データガバナンスのガイド
データガバナンスとは、データの安全性と信頼性を維持し、より良い意思決定とコンプライアンスの最適化を図るためのポリシー、プロセス、役割を定義するものです。
データガバナンスとは、データの安全性と信頼性を維持し、より良い意思決定とコンプライアンスの最適化を図るためのポリシー、プロセス、役割を定義するものです。
食料品店で、加工食品、惣菜、日用品がラベルや表示なしで店内の至るところにランダムに陳列されている状況を想像してください。店内が混沌とし、不安の残るショッピング体験になるでしょう。
この店舗の状況を会社のデータに置き換えてみましょう。情報の保存方法、アクセス方法、管理方法に関する明確なガイドラインがない状態では、意思決定にリスクが生じ、効率が低下します。データガバナンスは、データのセキュリティを保つルール、プロセス、役割を確立するのに役立ちます。
データガバナンスとは、データの整合性、セキュリティ、使いやすさ、コンプライアンスを管理する構造化されたアプローチです。データの整理をはじめとして、データの正確性、アクセス性、保護体制の確保まで対象とし、誰が何にアクセスできるのかを定義します。適切なデータガバナンスがあれば、自信を持って情報にもとづく意思決定を下し、規制へのコンプライアンスを保ち、責任を持ってデータアセットを利用できます。
データガバナンスは、データ管理とは異なります。データ管理では、データの技術的な保存と処理が主眼となります。ガバナンスでは、データライフサイクルのあらゆる段階でデータを適切に処理できるようにルールと責任を定義します。データガバナンスは、企業のセキュリティポリシーとコンプライアンス要件に合わせてデータを管理するためのフレームワークを提供します。
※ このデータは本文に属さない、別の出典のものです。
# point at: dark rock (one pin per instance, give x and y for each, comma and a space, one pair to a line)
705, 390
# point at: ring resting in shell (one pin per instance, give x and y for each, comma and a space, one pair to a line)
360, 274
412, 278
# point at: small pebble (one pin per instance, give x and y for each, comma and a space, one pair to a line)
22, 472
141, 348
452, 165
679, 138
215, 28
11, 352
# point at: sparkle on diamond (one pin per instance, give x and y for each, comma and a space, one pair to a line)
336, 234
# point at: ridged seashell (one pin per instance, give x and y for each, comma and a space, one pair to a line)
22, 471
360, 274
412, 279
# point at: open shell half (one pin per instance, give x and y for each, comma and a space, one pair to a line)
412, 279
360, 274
多くの企業が、かつてないほど膨大なデータを生成し、そのデータに依存するようになった現在、強固なガバナンスはIT部門の責務にとどまらず、中核的なビジネス戦略に位置づけられています。ガバナンスが存在しない状況では、信頼できないデータで仕事を進めることになり、規制ペナルティに直面し、顧客の信頼を失う可能性もあります。
ビジネスが一貫性のないデータや不完全なデータに依存している場合、戦略がどれほど優れていても、失敗に終わる可能性があります。小売会社が、古い顧客データにもとづいて大規模なマーケティングキャンペーンを展開する場面を想像してください。メールは受け取りを拒否され、プロモーションはターゲット層を外し、エンゲージメントは急速に低下するでしょう。
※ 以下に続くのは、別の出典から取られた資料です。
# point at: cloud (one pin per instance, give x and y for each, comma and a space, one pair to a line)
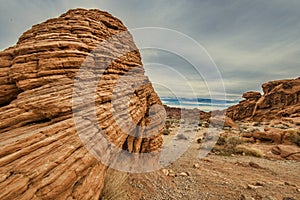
251, 41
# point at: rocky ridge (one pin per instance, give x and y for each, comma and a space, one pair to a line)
41, 154
281, 99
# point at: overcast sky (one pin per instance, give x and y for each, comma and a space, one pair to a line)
250, 41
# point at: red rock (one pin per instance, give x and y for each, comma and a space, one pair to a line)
287, 151
280, 99
41, 154
252, 95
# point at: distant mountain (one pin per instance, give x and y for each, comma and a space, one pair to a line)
204, 104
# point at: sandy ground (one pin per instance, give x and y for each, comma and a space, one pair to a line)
212, 177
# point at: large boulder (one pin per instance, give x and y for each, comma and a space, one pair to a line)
281, 99
42, 156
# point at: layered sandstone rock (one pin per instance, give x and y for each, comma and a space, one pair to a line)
41, 154
280, 99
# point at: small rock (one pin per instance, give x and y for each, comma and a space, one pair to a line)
183, 174
171, 173
253, 187
258, 183
166, 172
245, 197
196, 165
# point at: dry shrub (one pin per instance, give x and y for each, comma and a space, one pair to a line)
250, 151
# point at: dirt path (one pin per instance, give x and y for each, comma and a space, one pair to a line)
213, 177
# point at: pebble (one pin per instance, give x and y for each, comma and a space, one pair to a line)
196, 165
183, 174
253, 187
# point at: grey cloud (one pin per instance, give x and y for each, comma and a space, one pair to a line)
251, 41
ガバナンスのないデータはまたたく間に信頼を失い、リソースの浪費と機会の損失を招きます。強固なガバナンスがあれば、常に正確で最新の情報を得られ、仮定ではなく事実にもとづいて意思決定を下すことができます。
ガバナンスは、コンプライアンスでも重要な役割を果たします。規制の厳しい業界(ヘルスケアや金融業界など)の企業は、データの保存方法と共有方法を正確に追跡する必要があります。明確に定義されたガバナンスフレームワークがあれば、監査と規制関連のレポートを簡単に作成できます。また、データの取り扱いについて責任ある姿勢を示すことで、顧客の信頼を築くこともできます。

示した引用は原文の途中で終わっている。